I know, I know, it’s supposed to be pants week (which I’m extending into the week, because life happens). But my waistband interfacing still hasn’t come in the mail. Trust me, my dusty pink slacks are all ready to go once that bad boy finally shows up.
So I moved on to the final fabric, the dark gray poly. I had two more pants patterns ready to test, but wasn’t really feeling either of them for this fabric. And then I did laundry and realized I already own slacks in this exact color and fabric. Whoops.
So instead, I decided to make a killer skirt. I bought one everyday khaki skirt in the middle of summer, which quickly replaced any shorts of the same color. It just fit and looked so much better. Why not more skirts then?
I had this McCalls pattern, which has a fitted yoke and set in flounces which gave it some nice movement. And I had enough fabric, as skirts usually take less than pants. I only needed to buy a new zipper, as I prefer invisibles to lapped applications in my skirts.
McCalls pattern 6842
1.5-1.75 yards fabric
I started laying it out and quickly realized that the flounces were quarter circles, which is a lot fuller than I had anticipated. But cute, and I had enough, so why not. It sewed up remarkably quickly, in only an hour or so. I did end up almost completely backtracking to take it in a size, due to how stretchy the fabric was. Some construction notes:
Use matching serger thread. It’s a full skirt. If you don’t, everyone will see the crazy thread when you twirl. And trust me, you’ll want to twirl. I didn’t have any gray serger thread, but had 4 random almost matching gray spools I used instead.
The facing is quite short. I really wish it was as long as the first seam, so you didn’t have a line that sometimes shows through. It was curved slightly differently, and I could tell it was cut a hair smaller to hold the waist in, or I would have just cut a facing from the skirt pattern. Maybe next time I would draft one with the same curve as the facing, but the length of the design line so they could be finished together.

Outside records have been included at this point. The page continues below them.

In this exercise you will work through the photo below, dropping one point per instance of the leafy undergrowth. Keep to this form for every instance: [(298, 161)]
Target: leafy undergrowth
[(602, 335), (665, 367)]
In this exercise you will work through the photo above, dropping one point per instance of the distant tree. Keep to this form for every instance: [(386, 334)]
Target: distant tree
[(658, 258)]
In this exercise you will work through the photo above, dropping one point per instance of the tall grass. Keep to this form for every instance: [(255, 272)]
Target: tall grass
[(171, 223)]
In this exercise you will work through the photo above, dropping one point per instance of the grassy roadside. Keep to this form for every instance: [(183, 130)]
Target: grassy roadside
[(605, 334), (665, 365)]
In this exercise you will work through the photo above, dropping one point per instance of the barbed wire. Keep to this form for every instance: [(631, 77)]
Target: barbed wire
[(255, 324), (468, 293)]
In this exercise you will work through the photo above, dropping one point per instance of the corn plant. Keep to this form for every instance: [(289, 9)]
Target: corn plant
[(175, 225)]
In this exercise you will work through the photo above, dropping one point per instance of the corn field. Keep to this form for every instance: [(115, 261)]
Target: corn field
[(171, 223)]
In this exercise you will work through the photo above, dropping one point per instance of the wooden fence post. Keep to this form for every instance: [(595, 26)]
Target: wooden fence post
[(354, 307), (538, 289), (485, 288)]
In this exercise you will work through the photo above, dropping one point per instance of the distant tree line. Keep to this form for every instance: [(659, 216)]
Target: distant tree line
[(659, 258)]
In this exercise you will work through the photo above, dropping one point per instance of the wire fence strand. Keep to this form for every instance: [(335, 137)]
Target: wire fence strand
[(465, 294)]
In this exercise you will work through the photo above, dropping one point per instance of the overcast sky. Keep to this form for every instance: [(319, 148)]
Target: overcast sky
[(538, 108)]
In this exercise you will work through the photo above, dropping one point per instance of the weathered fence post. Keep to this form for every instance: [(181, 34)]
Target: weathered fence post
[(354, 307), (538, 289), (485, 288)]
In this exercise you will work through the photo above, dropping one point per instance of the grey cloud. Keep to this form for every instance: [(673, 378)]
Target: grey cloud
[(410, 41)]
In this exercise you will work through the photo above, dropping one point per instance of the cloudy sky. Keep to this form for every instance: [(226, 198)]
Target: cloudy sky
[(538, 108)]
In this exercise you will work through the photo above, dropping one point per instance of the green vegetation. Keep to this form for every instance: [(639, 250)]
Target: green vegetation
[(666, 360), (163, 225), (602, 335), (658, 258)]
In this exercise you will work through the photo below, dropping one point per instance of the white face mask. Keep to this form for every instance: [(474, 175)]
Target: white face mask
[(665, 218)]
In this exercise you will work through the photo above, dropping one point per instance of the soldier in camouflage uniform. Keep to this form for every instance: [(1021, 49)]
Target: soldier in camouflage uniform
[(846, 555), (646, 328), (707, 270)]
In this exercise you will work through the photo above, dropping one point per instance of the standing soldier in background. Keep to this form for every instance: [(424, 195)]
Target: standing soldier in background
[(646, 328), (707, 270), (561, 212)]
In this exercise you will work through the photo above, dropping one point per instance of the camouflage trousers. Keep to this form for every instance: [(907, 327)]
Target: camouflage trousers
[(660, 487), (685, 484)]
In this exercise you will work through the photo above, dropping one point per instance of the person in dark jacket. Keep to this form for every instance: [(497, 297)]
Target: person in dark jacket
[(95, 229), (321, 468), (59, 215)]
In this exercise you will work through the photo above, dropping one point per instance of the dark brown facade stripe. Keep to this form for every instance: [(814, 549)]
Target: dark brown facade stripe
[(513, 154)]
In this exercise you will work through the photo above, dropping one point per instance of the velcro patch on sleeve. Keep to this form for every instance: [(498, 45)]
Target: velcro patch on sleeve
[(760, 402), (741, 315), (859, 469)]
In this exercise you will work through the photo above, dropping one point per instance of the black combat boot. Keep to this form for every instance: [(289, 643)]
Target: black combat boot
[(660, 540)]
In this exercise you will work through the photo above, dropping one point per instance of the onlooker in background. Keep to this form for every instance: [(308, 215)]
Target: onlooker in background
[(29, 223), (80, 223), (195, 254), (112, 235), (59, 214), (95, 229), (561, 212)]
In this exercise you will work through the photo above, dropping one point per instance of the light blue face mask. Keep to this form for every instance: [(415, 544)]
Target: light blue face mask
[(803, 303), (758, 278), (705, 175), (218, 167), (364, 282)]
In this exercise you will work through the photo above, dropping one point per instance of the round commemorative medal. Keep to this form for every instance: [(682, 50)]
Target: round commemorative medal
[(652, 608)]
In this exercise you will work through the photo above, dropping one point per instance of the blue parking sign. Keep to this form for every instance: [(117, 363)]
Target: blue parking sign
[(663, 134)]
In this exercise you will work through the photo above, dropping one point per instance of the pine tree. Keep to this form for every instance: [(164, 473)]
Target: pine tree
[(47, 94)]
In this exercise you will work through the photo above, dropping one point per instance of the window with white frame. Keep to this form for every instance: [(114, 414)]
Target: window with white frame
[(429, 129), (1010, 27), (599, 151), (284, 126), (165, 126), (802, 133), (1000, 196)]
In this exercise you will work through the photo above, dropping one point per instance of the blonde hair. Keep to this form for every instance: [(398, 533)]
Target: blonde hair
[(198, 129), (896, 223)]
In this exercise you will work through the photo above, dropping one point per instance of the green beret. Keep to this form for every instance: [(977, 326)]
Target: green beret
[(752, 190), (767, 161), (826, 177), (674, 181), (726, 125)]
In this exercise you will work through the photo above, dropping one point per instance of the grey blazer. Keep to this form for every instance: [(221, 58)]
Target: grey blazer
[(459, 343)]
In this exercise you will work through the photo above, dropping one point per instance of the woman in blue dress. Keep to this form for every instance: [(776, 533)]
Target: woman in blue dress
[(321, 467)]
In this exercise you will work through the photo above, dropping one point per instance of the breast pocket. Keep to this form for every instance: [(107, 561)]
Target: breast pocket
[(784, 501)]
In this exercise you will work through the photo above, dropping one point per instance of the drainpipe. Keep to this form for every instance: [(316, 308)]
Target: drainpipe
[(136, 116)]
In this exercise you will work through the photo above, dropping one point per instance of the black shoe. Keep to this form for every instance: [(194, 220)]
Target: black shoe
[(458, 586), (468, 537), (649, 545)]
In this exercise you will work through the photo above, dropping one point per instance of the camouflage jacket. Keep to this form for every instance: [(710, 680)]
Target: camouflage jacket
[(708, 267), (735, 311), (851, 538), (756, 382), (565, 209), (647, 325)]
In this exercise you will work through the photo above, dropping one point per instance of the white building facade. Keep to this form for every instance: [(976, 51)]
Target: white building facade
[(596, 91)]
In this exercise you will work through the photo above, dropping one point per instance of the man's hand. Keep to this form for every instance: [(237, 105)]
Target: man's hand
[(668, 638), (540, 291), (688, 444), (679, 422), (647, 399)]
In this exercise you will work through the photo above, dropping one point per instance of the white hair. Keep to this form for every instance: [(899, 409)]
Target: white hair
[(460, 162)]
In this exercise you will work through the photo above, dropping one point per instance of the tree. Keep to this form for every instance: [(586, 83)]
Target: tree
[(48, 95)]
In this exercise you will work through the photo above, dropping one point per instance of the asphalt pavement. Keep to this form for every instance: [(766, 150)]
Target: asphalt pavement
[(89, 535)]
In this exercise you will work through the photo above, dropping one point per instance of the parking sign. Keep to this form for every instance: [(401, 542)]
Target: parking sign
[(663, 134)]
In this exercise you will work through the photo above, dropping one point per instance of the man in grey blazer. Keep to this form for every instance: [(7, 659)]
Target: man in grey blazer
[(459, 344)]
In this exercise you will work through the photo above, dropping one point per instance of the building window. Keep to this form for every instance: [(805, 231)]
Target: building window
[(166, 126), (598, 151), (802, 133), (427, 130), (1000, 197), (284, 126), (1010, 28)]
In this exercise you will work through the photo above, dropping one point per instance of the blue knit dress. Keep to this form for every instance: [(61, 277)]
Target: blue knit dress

Invisible zippers: I set mine differently than most commercial patterns do. I worked in alterations for a crazy long time, and after having to reset a few of them, figured out how factories set them in for a much cleaner result.
First, roll and press the tape open. Next, do NOT sew the seam shut beneath the zipper. Every pattern everywhere will tell you to sew it shut. DON’T. Instead, lay the zipper tape as you normally would, right sides together. Place the top of the stop 3/4″ below your cut edge, and unzip the pull down to the bottom. Pin in place so the tape doesn’t slide and the fabric doesn’t stretch on you. Stitch using a zipper foot, keeping the tape unrolled and stitching close to the teeth. Zip the pull back up to the top, and mark the other piece of fabric where you want the other tape to start and stop so it will match. Repeat pinning and stitching on that side.
Zip the zipper up. Now pin the rest of the fabric together below the zipper. When you stitch the seam and get to the stitching, keep using your zipper foot and stitch for a few stitches next to the zipper stitching. Do not make the stitch lines meet. This allows for the fabric to roll nicely and gives the breath of space needed to make the bottom of the zipper and the seam below look flawless. Open up the seams and press lightly; don’t clamp this down into place. The key to invisible zippers is to let the fabric roll and not hard crease.
Then for the part that makes a huge difference. You’ll have a facing or waistband to set. Your pattern will tell you to stitch across the top of the zipper. Don’t do that yet. Instead, sew the side of the facing to the zipper tape first. Offset it by 1/4″ so it’s sticking out, and stitch 1/8″ or so away from your first zipper stitching. Press it to the side. Then you can pin the top edges together, pushing the zipper tape into the corner and allowing the seam allowances to all come away from the edge. Now when you stitch across the top, you won’t have a crazy amount of excess bulk to trim away and try to fold out of the way to get your facing to back off of the seam. This is so hard to verbalize, but trust me, follow the pictures, do it once, and be amazed. Before you grade and understitch the top edge, do poke it open and check to make sure the tops of your zipper sides are aligned. If not, just stitch the waist seam a little bit again to take off a too high corner until it matches.
Hemming. Since it is almost a full circle, you’ve gotta let it hang for a few days once the skirt is made. More if you’re using a fabric that doesn’t have a lot of snap back. The bias grain pieces will grow crazy amounts, and the hem will look wonky if you don’t just sit on your hands and let your fabric do its thing. It’s also a really crazy curved hem, so I do a double roll. But again I use a different technique than most, so maybe a separate post on that…
And done! This is seriously comfy, and did I mention washable? I wish I’d had it for all of September. It makes Tshirts look classy. I made the long version so I can play on the ground with my kiddos and not worry about coverage, and I think the longer length lends itself equally well to ballet flats, heels, and tall fall boots. So happy with this pattern, and yay for skirts!